Artificial Intelligence is no longer a prerogative for cyber defense, as hackers can exploit its potential to unleash targeted attacks. Thierry Berthier, academic and researcher at the Cybersecurity & Cyber-defense Chair of Saint-Cyr, briefs us on the current state of play.
Artificial Intelligence has already been used in cybersecurity for some years, both to secure systems and in the creation of intelligent defenses capable of adapting to threats. The AI allows us to supervise the networks without having to exploit a database of known threats or vulnerabilities.

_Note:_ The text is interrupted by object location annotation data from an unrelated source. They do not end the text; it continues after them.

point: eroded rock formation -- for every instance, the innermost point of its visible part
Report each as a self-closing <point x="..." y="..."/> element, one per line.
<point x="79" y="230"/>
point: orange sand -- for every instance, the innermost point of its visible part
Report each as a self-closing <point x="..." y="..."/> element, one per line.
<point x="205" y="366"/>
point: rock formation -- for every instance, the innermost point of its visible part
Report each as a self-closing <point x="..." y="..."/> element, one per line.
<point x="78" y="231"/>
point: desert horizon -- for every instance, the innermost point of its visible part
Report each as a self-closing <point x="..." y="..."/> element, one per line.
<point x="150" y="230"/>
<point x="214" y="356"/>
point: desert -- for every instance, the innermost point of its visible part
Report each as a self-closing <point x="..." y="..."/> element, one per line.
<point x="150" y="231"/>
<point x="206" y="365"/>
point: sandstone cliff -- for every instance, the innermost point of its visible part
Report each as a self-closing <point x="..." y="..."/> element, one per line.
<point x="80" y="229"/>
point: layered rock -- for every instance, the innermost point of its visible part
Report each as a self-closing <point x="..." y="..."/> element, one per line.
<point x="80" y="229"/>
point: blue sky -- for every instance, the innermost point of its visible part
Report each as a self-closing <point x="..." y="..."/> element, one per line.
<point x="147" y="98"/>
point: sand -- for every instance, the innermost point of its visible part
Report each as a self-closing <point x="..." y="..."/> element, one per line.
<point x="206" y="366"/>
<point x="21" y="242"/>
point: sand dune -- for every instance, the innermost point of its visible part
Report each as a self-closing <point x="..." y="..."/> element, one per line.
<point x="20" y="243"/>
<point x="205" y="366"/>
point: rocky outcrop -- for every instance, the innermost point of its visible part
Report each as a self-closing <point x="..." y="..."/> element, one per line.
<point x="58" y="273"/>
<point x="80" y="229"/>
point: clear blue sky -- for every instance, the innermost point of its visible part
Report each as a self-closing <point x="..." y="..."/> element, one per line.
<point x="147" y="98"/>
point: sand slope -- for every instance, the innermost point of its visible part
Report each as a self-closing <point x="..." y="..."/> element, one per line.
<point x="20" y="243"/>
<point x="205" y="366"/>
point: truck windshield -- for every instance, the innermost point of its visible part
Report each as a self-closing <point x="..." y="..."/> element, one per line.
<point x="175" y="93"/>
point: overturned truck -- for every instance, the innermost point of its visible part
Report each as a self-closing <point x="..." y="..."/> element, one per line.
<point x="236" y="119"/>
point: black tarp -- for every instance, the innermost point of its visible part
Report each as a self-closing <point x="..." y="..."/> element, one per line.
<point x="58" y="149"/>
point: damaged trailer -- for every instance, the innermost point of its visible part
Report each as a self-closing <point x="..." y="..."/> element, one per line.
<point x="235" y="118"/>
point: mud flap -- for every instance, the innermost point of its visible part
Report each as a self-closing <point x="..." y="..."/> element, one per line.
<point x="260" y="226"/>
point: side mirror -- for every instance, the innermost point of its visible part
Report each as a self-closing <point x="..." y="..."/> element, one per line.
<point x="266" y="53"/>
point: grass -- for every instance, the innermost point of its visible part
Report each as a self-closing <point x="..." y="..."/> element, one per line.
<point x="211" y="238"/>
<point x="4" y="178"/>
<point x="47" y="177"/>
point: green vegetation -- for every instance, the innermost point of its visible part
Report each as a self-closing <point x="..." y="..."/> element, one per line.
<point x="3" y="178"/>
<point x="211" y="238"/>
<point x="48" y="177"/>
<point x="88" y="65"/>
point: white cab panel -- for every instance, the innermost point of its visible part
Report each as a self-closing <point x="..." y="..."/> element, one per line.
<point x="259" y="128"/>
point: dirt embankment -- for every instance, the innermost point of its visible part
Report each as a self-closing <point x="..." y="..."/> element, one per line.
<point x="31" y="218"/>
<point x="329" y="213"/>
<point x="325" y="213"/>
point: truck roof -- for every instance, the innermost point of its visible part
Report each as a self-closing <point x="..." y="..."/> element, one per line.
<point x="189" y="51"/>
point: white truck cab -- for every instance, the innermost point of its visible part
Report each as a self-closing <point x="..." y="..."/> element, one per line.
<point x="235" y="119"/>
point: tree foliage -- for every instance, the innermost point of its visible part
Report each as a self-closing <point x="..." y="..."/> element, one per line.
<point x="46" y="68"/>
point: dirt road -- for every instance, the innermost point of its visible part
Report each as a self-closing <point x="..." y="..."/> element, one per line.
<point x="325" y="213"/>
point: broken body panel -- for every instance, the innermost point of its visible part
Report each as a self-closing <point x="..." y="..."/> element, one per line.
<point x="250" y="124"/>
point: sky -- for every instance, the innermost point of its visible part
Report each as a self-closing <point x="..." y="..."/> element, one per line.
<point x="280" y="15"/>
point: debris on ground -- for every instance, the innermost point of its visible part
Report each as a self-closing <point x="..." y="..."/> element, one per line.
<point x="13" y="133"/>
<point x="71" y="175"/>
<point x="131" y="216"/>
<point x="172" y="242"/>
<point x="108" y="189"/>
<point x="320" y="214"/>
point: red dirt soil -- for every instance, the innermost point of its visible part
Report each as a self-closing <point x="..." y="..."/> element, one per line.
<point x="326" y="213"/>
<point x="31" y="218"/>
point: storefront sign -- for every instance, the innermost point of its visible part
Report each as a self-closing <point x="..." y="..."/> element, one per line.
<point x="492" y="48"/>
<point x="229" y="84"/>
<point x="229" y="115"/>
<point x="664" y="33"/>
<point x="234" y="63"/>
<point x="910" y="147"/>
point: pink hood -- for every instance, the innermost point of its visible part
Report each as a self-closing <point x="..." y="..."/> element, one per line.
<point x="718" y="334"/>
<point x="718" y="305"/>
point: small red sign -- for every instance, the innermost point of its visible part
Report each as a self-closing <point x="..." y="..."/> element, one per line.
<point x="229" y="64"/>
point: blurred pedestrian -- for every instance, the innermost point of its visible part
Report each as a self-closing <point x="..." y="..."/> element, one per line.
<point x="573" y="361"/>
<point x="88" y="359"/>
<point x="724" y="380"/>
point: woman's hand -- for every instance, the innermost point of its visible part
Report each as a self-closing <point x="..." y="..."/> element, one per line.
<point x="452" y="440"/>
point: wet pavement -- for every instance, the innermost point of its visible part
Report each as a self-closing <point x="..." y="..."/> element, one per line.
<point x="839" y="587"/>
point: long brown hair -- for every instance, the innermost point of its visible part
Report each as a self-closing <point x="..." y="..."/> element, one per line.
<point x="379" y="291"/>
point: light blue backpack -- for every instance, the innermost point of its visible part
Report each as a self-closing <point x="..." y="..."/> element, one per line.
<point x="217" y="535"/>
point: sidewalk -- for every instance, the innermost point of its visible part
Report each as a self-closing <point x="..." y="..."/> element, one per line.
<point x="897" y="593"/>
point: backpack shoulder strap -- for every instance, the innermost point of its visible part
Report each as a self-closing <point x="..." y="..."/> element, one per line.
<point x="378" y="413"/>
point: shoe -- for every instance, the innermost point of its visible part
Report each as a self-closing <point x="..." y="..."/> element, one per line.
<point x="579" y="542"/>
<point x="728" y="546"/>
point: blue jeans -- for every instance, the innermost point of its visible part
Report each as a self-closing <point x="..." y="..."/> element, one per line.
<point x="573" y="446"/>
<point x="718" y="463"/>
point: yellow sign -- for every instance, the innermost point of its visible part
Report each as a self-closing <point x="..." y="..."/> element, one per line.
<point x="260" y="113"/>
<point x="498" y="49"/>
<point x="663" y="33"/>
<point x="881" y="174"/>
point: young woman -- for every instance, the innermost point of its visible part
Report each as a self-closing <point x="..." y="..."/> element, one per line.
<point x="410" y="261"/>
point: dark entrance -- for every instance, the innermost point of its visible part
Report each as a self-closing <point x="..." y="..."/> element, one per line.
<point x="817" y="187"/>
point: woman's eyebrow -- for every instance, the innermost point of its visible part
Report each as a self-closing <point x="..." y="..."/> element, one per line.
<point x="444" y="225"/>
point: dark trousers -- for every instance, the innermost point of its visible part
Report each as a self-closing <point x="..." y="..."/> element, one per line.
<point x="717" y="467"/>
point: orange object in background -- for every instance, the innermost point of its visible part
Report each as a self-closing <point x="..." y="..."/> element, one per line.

“Artificial Intelligence learns about the normal functioning of the network by harvesting millions of basic events, to then define a dozen security warnings corresponding to serious threats», Thierry Berthier explains. A similar system could be capable of detecting and blocking data exfiltration attempts such as those behind Wikileaks.
The downsides
“Recently, hackers have started using AI to their advantage by industrializing the attacks and evading defenses,” Thierry Berthier points out. To do so, they include malwares in the statistical learning units, making the malicious entity intelligent and capable of deciding the right time to launch an attack. “The attribution of these threats during the retro-analysis phase is even more complex, since the AI is able to cover its tracks». Such an intelligent and dangerous threat necessarily leads cyber-defense techniques to adapt.